13日まで開かれた苫小牧市議会の第7回定例会。注目されたのは、8月28日に公務復帰したばかりの岩倉博文市長の健康状態だった。しかし、岩倉市長が答弁する回数は少なく、議員からは「ちょっと元気がない」「気を使って質問しにくい」などの声。本会議で岩倉市長に休憩を促す動議が出される異例の事態も発生し、市政リーダーとしての在り方が問われる形となった。(報道部・石川鉄也)
いつもの勢いなく初の「休憩動議」
岩倉市長は今回、予定していた本会議の日程すべてに出席し、足腰を考慮して着座のまま答弁を行った。しかし、答弁する機会は限定的だった上、答弁書をそのまま読み上げる場面が多く、言葉で責任を果たしてきた往事の勢いはなかった。目をつぶったり、体を傾けてうつむいたりしているように見られる場面もあり、傍聴席から「大丈夫なのか」と心配の声が漏れた。
議員からも「あの状態で居続けるのは逆にマイナスでは」と厳しい視線が注がれた。6日の本会議では、桜井忠氏(会派市民)が市長の健康状態を不安視し、休憩を求める動議を提出。本人の意思でその後も出席して再開したが、「休憩動議」は市議会史上初めてだ。
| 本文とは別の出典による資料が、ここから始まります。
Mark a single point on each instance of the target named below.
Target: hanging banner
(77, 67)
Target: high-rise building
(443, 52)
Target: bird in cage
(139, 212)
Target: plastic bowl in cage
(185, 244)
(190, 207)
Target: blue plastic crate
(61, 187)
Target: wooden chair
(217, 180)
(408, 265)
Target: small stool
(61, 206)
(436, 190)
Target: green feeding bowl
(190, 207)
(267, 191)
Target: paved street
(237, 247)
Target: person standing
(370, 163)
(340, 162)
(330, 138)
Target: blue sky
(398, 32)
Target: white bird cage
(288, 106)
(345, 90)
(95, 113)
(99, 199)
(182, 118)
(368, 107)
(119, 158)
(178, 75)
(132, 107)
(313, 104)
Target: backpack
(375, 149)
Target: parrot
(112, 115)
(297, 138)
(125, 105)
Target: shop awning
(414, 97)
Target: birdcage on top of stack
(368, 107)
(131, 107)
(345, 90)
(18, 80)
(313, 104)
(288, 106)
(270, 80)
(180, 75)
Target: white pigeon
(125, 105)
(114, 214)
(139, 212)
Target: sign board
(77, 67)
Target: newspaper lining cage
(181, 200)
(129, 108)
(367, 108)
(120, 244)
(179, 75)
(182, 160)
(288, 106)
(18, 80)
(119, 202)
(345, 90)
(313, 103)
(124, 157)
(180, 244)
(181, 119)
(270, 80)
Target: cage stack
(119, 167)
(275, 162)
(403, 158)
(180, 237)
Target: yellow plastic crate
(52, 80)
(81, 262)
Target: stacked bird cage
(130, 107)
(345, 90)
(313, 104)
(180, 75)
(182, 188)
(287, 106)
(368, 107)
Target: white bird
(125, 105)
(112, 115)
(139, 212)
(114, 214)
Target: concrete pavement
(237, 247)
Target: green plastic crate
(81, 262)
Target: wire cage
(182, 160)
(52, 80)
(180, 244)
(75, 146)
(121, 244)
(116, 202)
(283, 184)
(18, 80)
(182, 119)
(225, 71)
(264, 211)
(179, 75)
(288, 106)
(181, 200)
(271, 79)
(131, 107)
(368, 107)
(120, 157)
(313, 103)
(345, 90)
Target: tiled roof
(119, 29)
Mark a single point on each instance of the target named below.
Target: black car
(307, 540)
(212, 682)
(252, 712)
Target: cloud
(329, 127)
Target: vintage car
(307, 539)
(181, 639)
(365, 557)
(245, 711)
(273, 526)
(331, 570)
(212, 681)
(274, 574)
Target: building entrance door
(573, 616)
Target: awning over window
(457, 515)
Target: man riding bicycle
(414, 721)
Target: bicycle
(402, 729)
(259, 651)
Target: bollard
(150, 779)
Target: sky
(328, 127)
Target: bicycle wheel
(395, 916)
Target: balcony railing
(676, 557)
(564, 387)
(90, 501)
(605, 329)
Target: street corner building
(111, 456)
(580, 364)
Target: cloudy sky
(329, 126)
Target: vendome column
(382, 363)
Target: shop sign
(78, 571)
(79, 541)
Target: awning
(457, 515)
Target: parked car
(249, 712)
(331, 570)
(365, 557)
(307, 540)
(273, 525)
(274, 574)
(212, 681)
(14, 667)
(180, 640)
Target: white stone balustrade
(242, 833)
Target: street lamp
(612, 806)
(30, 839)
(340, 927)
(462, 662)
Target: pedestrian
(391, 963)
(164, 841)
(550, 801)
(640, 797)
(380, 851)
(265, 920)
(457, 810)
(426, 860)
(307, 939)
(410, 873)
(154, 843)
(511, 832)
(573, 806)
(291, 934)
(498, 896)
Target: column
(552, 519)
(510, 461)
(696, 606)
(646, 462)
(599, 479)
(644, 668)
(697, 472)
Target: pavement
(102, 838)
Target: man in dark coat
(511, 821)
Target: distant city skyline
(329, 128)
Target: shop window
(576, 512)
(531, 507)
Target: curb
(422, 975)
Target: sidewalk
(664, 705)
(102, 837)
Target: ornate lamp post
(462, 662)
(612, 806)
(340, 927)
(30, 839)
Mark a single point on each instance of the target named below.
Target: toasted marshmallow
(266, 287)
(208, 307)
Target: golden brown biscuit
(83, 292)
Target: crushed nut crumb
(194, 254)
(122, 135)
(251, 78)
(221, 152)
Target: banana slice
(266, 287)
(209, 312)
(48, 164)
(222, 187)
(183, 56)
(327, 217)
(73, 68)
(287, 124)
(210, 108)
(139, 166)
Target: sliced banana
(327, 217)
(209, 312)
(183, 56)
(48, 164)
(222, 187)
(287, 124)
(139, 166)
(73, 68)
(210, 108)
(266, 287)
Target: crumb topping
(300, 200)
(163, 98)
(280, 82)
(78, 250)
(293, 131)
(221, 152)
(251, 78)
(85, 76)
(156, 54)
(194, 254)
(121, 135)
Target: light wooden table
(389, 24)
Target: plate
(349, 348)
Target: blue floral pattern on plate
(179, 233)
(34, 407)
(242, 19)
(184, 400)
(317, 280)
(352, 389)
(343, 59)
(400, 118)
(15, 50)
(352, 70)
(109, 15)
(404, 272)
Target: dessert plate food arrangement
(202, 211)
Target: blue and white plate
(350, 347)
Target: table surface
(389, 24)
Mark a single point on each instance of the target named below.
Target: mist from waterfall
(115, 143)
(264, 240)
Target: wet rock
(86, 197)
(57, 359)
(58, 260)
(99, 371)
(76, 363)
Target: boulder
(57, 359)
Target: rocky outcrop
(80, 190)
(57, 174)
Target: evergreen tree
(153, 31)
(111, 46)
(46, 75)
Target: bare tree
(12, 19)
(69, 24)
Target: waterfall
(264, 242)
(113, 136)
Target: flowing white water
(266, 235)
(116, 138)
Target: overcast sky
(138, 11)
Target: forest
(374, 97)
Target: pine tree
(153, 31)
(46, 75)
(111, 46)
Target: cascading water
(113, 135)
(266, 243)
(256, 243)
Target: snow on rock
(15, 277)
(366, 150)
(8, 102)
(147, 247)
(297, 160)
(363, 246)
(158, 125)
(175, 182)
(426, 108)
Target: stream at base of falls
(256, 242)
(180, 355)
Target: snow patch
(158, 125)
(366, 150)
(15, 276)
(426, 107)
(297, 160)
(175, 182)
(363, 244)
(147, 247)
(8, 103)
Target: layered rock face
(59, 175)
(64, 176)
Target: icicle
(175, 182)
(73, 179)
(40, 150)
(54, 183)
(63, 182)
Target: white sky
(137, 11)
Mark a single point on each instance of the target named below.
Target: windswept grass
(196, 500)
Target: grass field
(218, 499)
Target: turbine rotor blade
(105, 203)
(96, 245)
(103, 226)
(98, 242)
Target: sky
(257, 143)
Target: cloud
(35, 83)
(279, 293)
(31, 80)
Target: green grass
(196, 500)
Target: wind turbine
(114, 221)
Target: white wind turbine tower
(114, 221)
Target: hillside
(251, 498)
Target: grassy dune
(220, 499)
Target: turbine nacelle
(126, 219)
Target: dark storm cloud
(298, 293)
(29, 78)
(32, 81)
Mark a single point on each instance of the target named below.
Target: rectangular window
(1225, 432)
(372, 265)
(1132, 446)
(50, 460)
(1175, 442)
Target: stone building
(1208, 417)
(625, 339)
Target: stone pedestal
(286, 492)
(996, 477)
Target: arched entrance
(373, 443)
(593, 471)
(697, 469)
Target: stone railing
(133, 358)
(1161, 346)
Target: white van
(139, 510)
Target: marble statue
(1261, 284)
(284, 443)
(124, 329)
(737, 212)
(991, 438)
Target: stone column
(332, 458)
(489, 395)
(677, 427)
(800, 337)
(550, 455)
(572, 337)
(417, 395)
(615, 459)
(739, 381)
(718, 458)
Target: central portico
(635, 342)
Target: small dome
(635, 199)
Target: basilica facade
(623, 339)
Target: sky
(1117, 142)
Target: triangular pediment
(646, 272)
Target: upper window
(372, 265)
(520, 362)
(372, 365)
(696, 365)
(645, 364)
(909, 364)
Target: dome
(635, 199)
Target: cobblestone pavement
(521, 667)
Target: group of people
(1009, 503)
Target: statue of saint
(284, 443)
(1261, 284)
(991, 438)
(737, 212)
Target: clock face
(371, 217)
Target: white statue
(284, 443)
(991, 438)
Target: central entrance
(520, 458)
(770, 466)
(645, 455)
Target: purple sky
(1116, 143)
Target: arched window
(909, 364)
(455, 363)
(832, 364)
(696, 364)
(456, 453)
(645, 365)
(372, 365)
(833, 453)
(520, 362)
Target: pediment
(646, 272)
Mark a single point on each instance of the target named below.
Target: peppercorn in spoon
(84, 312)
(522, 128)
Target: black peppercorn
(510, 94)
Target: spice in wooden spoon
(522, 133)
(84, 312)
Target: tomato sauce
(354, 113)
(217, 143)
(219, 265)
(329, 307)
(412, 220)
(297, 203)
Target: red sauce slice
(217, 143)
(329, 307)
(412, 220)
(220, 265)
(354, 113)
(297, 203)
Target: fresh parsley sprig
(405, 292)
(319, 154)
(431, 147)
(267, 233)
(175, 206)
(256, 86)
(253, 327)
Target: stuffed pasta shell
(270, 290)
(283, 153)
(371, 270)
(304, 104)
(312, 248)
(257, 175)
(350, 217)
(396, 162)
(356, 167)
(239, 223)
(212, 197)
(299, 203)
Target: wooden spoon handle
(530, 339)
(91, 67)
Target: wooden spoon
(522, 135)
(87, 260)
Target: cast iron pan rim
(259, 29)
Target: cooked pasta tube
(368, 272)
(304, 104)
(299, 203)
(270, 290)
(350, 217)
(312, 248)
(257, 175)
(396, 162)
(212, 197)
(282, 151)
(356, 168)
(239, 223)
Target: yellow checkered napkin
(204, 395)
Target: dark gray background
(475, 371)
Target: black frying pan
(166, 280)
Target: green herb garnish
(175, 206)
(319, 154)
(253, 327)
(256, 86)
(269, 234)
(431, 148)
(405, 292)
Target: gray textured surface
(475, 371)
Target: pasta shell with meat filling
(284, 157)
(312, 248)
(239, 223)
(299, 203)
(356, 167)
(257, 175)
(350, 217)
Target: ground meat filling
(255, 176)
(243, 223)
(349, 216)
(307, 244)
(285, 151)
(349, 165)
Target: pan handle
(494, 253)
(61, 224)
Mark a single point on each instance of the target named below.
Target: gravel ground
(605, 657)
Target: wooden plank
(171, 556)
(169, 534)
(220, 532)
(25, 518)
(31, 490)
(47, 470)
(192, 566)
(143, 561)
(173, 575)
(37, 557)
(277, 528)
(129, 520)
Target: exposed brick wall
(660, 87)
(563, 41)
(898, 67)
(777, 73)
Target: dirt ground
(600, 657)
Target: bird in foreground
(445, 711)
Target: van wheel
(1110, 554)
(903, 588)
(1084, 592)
共産党市議団の小野寺幸恵団長は「(岩倉市長は)声を出すのもやっとの印象」とかつてとのギャップに違和感を覚えたといい、「弱いところを見せるのが嫌いな人というのを見てきた。選んでくれた市民に対して責任を果たしたい思いが強いのでは」と推察した。
「政治判断難しいのでは」進退問う声
市長の進退を問うような一般質問もあり、民主クラブの小山征三代表は「頑張っている姿を見せたいのは分かるが、首長となると、政治判断が求められ、今の状態では難しいのでは」と疑問視。「内心では大変だと思うが、議会となると違う。議論を深めるまでの回復には至っていない」と指摘した。
会派市民の谷川芳一代表も「6月の定例会から回復に向かっているように思えない。私が支持してきたのは元気な岩倉市長で、晩年を批判されてほしくない」と訴え、改革フォーラムの牧田俊之代表は「回復するなら頑張ってほしいが、もし今回と同じような状態で議会に出てくるのであれば、決断を問いたい。俺がいなければ駄目だというものを示して」と求めた。
一方、市長を擁護する声も上がる。公明党議員団の神山哲太郎団長は「具合が悪く、体力は落ちているように見えたが、遠慮する意識はなかった。市長も覚悟を持って出てきたと思うし、それを望んでいたのではないか」とし、「(次回は)体調を整えて健康体で出てきてほしい」と願う。
最大会派新緑の金沢俊会長は「会派としてしっかりと支えていく姿勢は変わらない」と強調し、今後に向けて「来年度予算編成に関わる重要な時期。最大限、市長を支えていく動きを取りたい」と述べた。
「課題に道筋」改めて意欲示す
岩倉市長は定例会終了後、「もう少し答弁をしたかった。今後はお互いに気を使わないような雰囲気になっていけば」と総括。JR苫小牧駅前の再開発などを念頭に「決断しなければいけない問題、課題は多いが、それにぶつかっていくことに価値がある。ぶつかって道筋を付けていくことが自分の役割」と前を向く。外での公務についても「体力的な部分はあるが、その壁をどう破っていくか。つえを使ってでも歩行が可能になれば」と意欲を示した。
岩倉市長、公務復帰までの主な経緯
岩倉市長は、昨年11月7日に出張先の韓国で、心室細動による不整脈で倒れた。今年2月1日からのリハビリ出勤を経て、同14日に公務に正式復帰した。6月の市議会定例会後の同24日、体調不良で入院。同30日に一時退院したが、7月2日に再入院。副腎機能不全などと診断された。8月6日に退院し、自宅療養とリハビリを経て、同28日から公務に復帰。この間、市長職務代理者は2度設置し、期間は計139日間に及んだ。